Growth spurt

In March, the labyrinth was looking great. We were eating greens and herbs from it daily, and spring flowers were beginning to bloom.

Two weeks of rainy weather, then sun, then travel, produced a dramatic burgeoning! By the time I got home from New York, the paths were overgrown, and all the greens had gone to seed.  

This time, I knew the cleanup was more than an hour’s project.

I hate to pull up plants that have gone to seed, even if I can give them to the chickens to eat. But really, I had missed my chance to replant greens when I should have, and didn’t want to wait and leave the labyrinth unnavigable while the seeds split and fell and germinated.
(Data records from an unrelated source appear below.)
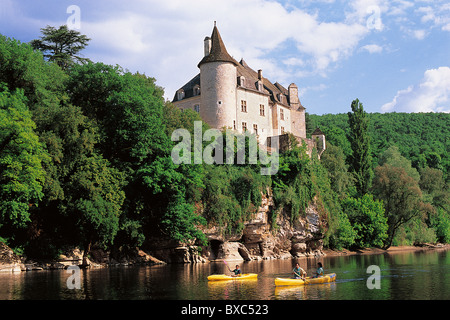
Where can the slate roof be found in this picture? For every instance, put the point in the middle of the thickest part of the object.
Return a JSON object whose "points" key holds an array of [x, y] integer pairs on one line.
{"points": [[219, 53]]}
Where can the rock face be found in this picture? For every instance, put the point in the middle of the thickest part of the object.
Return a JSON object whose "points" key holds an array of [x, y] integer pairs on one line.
{"points": [[258, 240], [302, 237], [9, 261]]}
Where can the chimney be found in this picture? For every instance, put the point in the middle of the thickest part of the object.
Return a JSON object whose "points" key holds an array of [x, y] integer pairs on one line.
{"points": [[207, 46]]}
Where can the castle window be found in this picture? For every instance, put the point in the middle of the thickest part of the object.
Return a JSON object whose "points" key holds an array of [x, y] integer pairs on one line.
{"points": [[243, 106], [242, 81], [261, 110], [180, 94], [259, 86]]}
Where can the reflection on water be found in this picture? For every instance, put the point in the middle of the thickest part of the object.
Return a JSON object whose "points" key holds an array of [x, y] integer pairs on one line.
{"points": [[421, 275]]}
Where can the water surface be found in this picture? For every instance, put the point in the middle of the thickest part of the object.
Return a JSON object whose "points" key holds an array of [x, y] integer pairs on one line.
{"points": [[404, 276]]}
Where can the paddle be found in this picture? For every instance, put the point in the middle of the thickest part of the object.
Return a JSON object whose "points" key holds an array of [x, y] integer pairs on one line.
{"points": [[306, 281], [227, 265]]}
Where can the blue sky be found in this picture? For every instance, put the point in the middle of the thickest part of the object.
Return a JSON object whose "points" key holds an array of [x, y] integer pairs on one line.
{"points": [[391, 55]]}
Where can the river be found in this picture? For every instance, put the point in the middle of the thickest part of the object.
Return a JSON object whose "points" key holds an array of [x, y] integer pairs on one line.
{"points": [[403, 276]]}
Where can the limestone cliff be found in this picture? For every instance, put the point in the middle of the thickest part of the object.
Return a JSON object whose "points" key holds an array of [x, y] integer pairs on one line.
{"points": [[258, 240]]}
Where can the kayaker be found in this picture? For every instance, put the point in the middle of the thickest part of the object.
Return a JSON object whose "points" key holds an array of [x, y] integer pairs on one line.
{"points": [[299, 273], [319, 272], [237, 271]]}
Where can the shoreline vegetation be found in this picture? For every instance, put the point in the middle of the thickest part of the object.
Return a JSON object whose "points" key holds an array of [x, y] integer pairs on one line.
{"points": [[10, 262], [86, 162]]}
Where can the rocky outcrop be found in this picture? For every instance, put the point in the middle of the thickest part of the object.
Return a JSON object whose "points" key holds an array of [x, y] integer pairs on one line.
{"points": [[258, 240], [9, 261]]}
Two days later, and an infusion of compost from Richmond’s municipal compost giveaway, and the labyrinth was tamed and walkable.

 

 

 

I did leave some wildness spilling over the edges, and soon the wildness will creep back as it does every few weeks!

 

4 thoughts on “Growth spurt

  1. Vegetables turn bitter when they go to seed, and they get big and take a lot of space. One plant will usually provide you with all the seed you need if you want to use seed to propagate more. Once plants go to seed they usually turn brown and die, so have to be removed at that point anyway.So letting them go to seed, especially in a confined area like a labyrinth, just makes the space overcrowded without much benefit.

  2. I rather enjoy your spiral verdant world. Humming with what nature throws at it and of course your helping hand. It’s fun to grow things! One of my first memories of sheer delight was in a kindergarten class room. We brought waxy milk cartons from home, cut them down to a more usable height, filled them with dirt from the outskirts of the playground and then planted the seeds. Every day we watched and watched and then the miracle I had heard so much about in sermons at Sunday Mass, happened, pushing up and breaking the soil a new bright green life form! DELIGHT, I tell you, delight.